[Top][All Lists]
[Date Prev][Date Next][Thread Prev][Thread Next][Date Index][Thread Index]
Re: [Help-source-highlight] Unicode files ?
From: |
Dario Teixeira |
Subject: |
Re: [Help-source-highlight] Unicode files ? |
Date: |
Fri, 2 Apr 2010 07:03:04 -0700 (PDT) |
Hi,
> the html might bring also bad encoding in the head, but I
> guess it is also due to the fact that source-highlight reads
> two bytes, which in unicode represent a single character,
> and interprets them as two characters instead of one.

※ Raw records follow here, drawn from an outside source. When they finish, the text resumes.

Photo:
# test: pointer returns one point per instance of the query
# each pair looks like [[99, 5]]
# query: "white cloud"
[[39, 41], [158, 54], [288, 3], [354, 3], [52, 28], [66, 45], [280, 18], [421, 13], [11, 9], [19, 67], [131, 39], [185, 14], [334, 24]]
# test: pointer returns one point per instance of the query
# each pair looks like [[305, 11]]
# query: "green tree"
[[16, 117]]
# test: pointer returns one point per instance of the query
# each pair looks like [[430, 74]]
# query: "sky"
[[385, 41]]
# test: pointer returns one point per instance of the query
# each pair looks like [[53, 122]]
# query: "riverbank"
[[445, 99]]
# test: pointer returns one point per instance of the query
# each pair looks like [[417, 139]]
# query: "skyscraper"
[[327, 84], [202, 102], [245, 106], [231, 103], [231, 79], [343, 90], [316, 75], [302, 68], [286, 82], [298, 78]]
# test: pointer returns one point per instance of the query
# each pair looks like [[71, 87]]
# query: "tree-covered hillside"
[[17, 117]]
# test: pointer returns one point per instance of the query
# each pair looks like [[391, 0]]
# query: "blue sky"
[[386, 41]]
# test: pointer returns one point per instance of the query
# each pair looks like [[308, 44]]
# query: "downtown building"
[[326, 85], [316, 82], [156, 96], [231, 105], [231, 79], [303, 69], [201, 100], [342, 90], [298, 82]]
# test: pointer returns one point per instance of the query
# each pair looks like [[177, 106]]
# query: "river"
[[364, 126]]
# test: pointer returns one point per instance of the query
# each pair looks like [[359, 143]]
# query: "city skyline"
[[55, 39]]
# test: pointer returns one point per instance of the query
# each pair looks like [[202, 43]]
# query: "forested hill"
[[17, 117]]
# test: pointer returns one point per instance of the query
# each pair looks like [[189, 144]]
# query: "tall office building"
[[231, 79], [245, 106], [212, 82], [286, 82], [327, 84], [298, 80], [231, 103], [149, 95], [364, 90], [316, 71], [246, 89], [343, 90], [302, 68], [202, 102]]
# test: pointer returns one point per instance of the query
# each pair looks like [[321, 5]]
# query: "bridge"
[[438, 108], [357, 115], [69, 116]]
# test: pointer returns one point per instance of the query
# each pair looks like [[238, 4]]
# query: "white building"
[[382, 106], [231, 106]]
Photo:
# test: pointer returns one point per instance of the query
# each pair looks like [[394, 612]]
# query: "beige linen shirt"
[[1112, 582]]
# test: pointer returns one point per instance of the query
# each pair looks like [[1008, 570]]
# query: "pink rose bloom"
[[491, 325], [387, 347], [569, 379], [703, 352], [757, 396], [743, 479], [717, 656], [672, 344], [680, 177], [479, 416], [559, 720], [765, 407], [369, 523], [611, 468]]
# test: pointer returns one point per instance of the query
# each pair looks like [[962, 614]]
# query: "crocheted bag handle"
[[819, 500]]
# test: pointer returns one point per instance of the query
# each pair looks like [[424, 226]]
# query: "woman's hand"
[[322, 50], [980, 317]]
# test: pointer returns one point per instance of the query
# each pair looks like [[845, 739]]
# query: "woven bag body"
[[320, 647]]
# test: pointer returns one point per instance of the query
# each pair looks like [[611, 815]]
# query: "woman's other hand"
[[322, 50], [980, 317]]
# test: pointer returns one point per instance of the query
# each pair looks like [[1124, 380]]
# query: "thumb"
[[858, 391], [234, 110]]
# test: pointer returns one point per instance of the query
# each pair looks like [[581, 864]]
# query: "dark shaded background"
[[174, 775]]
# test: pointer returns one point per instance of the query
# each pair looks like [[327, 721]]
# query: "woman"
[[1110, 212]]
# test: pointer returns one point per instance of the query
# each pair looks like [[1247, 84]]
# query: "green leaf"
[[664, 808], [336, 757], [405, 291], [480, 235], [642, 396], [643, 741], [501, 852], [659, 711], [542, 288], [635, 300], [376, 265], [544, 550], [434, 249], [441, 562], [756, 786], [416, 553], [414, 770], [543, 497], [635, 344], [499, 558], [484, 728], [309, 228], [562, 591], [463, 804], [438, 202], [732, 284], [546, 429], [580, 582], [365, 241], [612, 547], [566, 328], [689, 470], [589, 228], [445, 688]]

> This is unicode, am I right? Sorry for my ignorance,
> but with unicode in a text file every character is
> represented by two bytes, right?
Nope. There is not one standard Unicode encoding, but several. The most
common one is UTF-8, which is a variable length encoding where each Unicode
character can take from 1 to 4 bytes (originally it was up to 6, but that's
deprecated now). Another variable-length encoding is UTF-16, where each
character can occupy between 2 and 4 bytes. The only fixed-length encoding
is UTF-32 (UCS-4), where each character requires 4 bytes.
> I'd like to try with wstring and see whether this solves
> something.
I haven't used C++ in a long time, but isn't wstring based on wchar_t,
which is 2 bytes long? If so, it won't solve anything. There is no
Unicode encoding that uses a fixed-length of 2 bytes!
Lorenzo, I think we can give you a hand in implementing this. However,
if you read through this entire thread you will notice that the best
course of action is dependent on a crucial piece of information which
you are the most qualified person to provide: we need a list of the
manipulations that Source-highlight applies to strings.
Hope that helps!
Best regards,
Dario Teixeira